Aussi se joint-il à la voix de beaucoup d’autres pour souligner l’importance du fonds de soutien à l’investissement prévu, afin de conduire les Esat à se transformer, sur le modèle du Fatea (Fonds d’aide à la transformation des entreprises adaptées), mis en place avec succès : « Il faut les faire basculer vers la prestation de services », résume Didier Rambeaux, président d’Andicat. « A la sortie du premier confinement, on a constaté que ceux qui dépendaient le plus de la sous-traitance avaient davantage souffert, confirme Jean-Louis Leduc, directeur général de l’Apajh (Association pour les adultes et jeunes handicapés). Ce qui conduit notre fédération à réfléchir pour faire évoluer nos métiers, à mieux les inscrire en lien avec les activités essentielles de nos territoires. »

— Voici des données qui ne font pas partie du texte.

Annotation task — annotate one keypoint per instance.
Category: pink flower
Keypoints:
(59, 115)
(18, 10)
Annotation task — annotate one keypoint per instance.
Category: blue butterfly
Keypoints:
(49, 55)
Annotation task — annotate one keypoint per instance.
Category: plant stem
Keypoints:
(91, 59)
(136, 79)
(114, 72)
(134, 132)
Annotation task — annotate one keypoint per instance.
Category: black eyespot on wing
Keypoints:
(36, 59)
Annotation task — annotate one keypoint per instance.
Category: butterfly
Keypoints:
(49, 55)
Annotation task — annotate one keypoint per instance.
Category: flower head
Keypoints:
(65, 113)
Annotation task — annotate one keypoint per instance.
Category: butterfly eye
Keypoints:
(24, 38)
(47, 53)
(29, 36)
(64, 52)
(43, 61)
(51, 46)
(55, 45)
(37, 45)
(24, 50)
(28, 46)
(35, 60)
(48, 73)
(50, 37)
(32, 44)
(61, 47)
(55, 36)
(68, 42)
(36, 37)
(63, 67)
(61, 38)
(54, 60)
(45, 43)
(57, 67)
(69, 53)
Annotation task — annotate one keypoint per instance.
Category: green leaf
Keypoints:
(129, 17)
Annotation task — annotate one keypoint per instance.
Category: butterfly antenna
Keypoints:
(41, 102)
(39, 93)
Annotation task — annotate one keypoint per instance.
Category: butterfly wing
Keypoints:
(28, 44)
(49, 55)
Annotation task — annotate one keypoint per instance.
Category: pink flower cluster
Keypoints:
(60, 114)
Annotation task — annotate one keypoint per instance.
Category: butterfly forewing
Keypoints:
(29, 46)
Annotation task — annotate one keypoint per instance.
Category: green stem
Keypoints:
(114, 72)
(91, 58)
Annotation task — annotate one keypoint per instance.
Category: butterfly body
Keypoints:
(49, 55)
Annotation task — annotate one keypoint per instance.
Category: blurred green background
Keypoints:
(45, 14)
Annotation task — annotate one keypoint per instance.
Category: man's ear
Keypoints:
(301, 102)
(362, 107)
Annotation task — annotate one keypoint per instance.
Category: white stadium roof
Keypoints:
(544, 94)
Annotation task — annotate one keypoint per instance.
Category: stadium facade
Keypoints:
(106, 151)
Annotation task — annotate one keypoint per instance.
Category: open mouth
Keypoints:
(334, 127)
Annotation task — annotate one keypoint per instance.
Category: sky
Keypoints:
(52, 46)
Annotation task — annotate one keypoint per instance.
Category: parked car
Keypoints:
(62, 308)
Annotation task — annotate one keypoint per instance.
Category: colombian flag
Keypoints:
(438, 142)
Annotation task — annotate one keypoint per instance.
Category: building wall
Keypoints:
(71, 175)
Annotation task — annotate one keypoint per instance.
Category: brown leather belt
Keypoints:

L’ancrage territorial, une solution d’avenir gagnante pour tous ? « Prenons l’exemple du conditionnement à façon, invite Benoît Tessaro, directeur de l’Esat APF France handicap de Montpellier. Si les Esat ne le réalisaient pas, les entreprises ne le pratiqueraient pas elles-mêmes. Elles délocaliseraient nombre de leurs productions. Nous contribuons donc à l’attractivité des territoires, ce que l’on ne mesure pas assez. » Bruno Bayart, directeur du dispositif « formation parcours professionnel » à l’Adapei d’Indre-et-Loire, gestionnaire de trois Esat, abonde : « Je travaille en Esat depuis 1987. J’ai le sentiment que le regard des entreprises se modifie. Nous devenons pour elles des partenaires et ne nous voyons plus réduits à des opportunités financières. » Les partenariats offrent une piste de premier choix, mais à condition que toutes les parties prenantes acceptent de se mobiliser. Or, selon Mehdi Nabti, les pouvoirs publics eux-mêmes ne se montrent pas exemplaires en matière de commandes publiques. Quant à Didier Rambeaux, il regrette que les politiques fiscales ne soient pas encore plus incitatives pour les entreprises qui n’atteignent pas leur quota de 6 % d’embauche de personnes handicapées. Mais alors que la dernière réforme en date de l’OETH (obligation d’emploi des travailleurs handicapés) est entrée en vigueur le 1er janvier 2020, cette demande-là a peu de chances de recevoir un écho favorable.

L’Unapei crée sa marque

« Fiers de bien faire. » C’est le slogan de la campagne nationale lancée le 25 mai par l’Unapei, gestionnaire de 600 Esat et 120 entreprises adaptées, des structures qui accompagnent 60 000 personnes, pour promouvoir sa marque Unapei &Entreprises. Mais l’association se défend de se limiter à un coup de communication et explique que l’émergence de cette marque résulte d’un an et demi de travail de la commission « emploi ». « Nous l’avons coconstruite avec les associations de notre réseau, raconte Marie-Aude Torres Maguedano, directrice générale. Nous poursuivons un double objectif : favoriser la coopération et la structuration au sein de notre réseau et donner de la visibilité à notre offre. » A titre d’exemple, elle cite le soutien qui pourrait être ainsi apporté aux structures désireuses de répondre aux appels d’offres de Paris 2024, grâce à cette coopération interne que doit promouvoir la marque. Par rapport à l’extérieur, Unapei &Entreprises offrira un seul interlocuteur identifié, un atout pour travailler avec les grands comptes ou les collectivités territoriales. Enfin, Marie-Aude Torres Maguedano espère que ce nouvel outil favorisera la prospective.